The solvent-dependent kinetics of the excited state species as observed from fsTA, along with steady-state fluorescence, reveals a partial charge-transfer (CT) character of the S₁ state. The hole–electron iso-surfaces of the S₁ state for the dimer also corroborate the experimentally observed partial charge-transfer nature, with the hole delocalized across both units and the electron localized within the DMICE unit of DMICE-D (Fig. 4c). In contrast, the S₂ state exhibits Frenkel exciton character, with both the hole and electron confined to the DMICE unit of the dimer (Fig. S24†). This aligns with recent findings emphasizing the role of CT states in the excited state deactivation pathways of eumelanin and related systems.^42,44,45 The CT character of S₁ likely facilitates the formation of triplet states via intersystem crossing (ISC) as observed in several examples of organic chromophores like aromatic aldehydes.^67–69 Nanosecond transient absorption (nsTA) measurements corroborate the presence of a long-lived species at 420–470 nm with a lifetime of 1.2 μs in TOL and 0.8 μs in ACN, further confirming ISC via the S₁ state (Fig.
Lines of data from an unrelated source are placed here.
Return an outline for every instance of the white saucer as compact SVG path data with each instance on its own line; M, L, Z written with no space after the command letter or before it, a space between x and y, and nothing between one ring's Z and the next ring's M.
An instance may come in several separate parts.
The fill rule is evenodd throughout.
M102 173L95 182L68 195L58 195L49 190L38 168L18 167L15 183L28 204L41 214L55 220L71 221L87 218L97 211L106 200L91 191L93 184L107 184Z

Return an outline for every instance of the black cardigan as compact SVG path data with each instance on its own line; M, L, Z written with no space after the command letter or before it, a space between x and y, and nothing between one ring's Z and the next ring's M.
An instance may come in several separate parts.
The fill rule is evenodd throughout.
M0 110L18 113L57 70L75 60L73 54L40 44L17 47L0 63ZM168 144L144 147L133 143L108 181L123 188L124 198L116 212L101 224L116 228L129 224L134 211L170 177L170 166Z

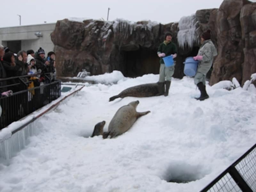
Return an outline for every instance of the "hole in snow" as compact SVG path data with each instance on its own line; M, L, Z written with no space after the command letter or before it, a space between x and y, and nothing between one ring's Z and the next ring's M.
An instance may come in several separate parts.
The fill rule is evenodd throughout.
M188 183L203 178L207 172L201 165L193 165L186 163L172 163L164 176L168 182Z

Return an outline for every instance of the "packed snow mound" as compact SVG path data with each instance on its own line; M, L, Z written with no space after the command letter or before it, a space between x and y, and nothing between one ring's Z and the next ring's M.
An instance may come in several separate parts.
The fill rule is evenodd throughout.
M106 73L102 75L87 76L84 78L86 80L93 81L96 83L105 84L116 84L120 80L124 80L127 78L124 77L119 71L114 70L112 73Z

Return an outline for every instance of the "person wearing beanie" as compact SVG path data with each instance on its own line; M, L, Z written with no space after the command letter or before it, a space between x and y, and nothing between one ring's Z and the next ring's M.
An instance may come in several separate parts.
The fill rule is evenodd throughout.
M35 59L36 60L36 66L37 70L41 69L42 72L46 72L46 70L45 66L49 65L49 62L44 60L44 50L40 47L37 52L35 53Z
M36 67L36 61L35 58L30 54L28 55L27 63L28 65L29 71L28 73L28 75L36 74L37 72Z
M164 40L159 45L157 54L160 58L160 68L159 69L158 84L160 88L159 95L168 95L171 86L172 77L174 73L174 65L166 67L164 64L163 57L171 55L174 59L177 56L177 48L176 45L172 42L172 36L170 32L167 32L164 34ZM164 85L165 84L165 87Z
M50 51L47 54L47 60L49 62L49 72L54 73L55 72L55 53Z
M216 48L211 40L210 29L202 34L201 44L197 55L193 58L195 60L199 61L194 83L198 87L201 94L200 97L195 99L202 101L209 98L205 88L205 77L212 65L213 57L217 55Z

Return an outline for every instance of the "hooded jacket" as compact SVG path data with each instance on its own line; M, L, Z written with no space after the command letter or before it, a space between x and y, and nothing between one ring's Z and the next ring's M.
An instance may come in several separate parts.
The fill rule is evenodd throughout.
M198 51L197 55L203 56L203 59L199 62L197 72L206 75L212 64L213 57L217 55L217 50L210 39L204 41Z

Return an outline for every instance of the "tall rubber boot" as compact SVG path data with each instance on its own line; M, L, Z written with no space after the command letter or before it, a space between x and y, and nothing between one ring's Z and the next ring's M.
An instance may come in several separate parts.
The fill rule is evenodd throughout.
M156 96L163 95L164 93L164 82L158 82L157 84L158 84L157 89L158 93L156 94Z
M200 82L196 85L201 92L200 97L195 99L196 100L202 101L205 99L209 98L209 96L207 94L205 89L205 86L204 85L203 82Z
M164 95L166 96L169 94L169 89L171 86L171 81L165 81L165 91Z

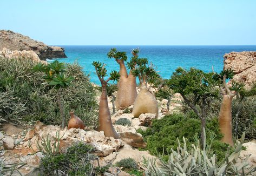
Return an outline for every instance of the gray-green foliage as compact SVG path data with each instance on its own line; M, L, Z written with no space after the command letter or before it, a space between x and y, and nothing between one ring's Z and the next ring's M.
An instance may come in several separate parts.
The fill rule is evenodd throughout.
M116 163L116 166L122 167L124 170L136 170L138 168L137 163L131 158L127 158L121 159Z
M125 118L121 118L115 122L115 125L121 125L123 126L130 125L130 121Z
M47 124L60 124L57 90L44 83L43 73L31 70L36 64L29 59L7 61L0 58L0 123L40 120ZM77 63L67 64L66 69L67 76L73 77L74 81L63 90L64 115L69 117L70 110L75 109L87 126L95 127L97 117L94 107L97 105L89 76Z
M39 166L41 175L93 175L93 149L90 145L79 143L64 153L45 155Z
M206 146L205 139L204 147L200 148L199 141L188 148L183 138L183 145L178 140L176 151L172 150L169 159L166 163L160 156L160 165L155 166L155 160L151 160L147 165L146 175L252 175L256 168L251 168L247 157L241 163L238 162L242 150L244 134L241 142L239 142L235 151L226 156L221 163L218 164L215 154L211 154Z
S25 and S26†). Analysis of the natural transition orbitals (NTOs) for the S₁ state and the near-degenerate T₅ state shows a change of orbital character from nπ* character to ππ* character involving the non-bonding orbitals from the carbonyl group (Fig. S27 and Table S10†), following El-Sayed's rule. Prior investigations on unprotected DHI and DHICA oligomers have predominantly utilized fluorescence-based approaches, wherein excited-state proton transfer (ESPT) emerged as a principal relaxation pathway.^45,70,71 However, the presence of free hydroxyl groups in the molecules facilitated rapid polymerization and the in situ generation of photoactivated species, complicating a comprehensive interpretation of the excited-state landscape. Consequently, phenomena such as charge transfer and intersystem crossing remained largely unexplored, likely obscured by the predominance of ESPT-mediated processes.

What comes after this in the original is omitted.